Kubernetes RBAC is Mostly Optional — And Attackers Know It

The industry's confidence in Kubernetes role-based access control as a security boundary is not matched by evidence from breach telemetry, and the gap between what operators deploy and what attackers exploit is precisely where post-compromise lateral movement succeeds.

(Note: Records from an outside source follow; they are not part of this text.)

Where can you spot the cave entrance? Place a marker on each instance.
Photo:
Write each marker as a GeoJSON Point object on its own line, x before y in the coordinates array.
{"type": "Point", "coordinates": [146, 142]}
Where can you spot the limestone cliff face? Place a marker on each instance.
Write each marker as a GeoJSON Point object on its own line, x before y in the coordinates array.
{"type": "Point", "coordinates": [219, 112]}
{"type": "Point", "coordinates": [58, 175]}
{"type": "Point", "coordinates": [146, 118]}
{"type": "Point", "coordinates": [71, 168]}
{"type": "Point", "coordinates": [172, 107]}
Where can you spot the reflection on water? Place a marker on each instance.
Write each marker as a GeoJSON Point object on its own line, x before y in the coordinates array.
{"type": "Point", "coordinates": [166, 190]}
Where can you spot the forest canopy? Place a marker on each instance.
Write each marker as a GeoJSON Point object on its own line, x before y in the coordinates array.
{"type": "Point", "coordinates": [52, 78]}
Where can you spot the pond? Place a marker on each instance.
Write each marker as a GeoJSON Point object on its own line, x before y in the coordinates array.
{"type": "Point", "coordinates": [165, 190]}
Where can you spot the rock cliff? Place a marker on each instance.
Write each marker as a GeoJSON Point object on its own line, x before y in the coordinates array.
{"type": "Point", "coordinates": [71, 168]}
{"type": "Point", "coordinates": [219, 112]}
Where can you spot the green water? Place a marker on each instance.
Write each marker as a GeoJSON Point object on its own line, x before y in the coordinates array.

The Industry Narrative: RBAC as the Kubernetes Security Model

Kubernetes RBAC, formalized in the Kubernetes API as a declarative system of Roles, ClusterRoles, RoleBindings, and ClusterRoleBindings, has been the industry standard for enforcing least privilege in container orchestration since version 1.6 (2017). The NIST Cybersecurity Framework (CSF) and ISO 27001 demand principle of least privilege; Kubernetes RBAC appears to satisfy that demand at the API level. Cloud-native security guidance from CISA, the CIS Kubernetes Benchmark v1.23+, and every major cloud provider (EKS, AKS, GKE) positions RBAC as a foundational control. Most major incidents involving Kubernetes — from the Snowflake tenant cascade of 2024, where attackers moved horizontally across environments after credential compromise, to the Change Healthcare 2024 ransomware attack that exploited API permissions to enumerate and exfiltrate protected health information — have been retrospectively attributed, in part, to insufficiently restrictive RBAC policies.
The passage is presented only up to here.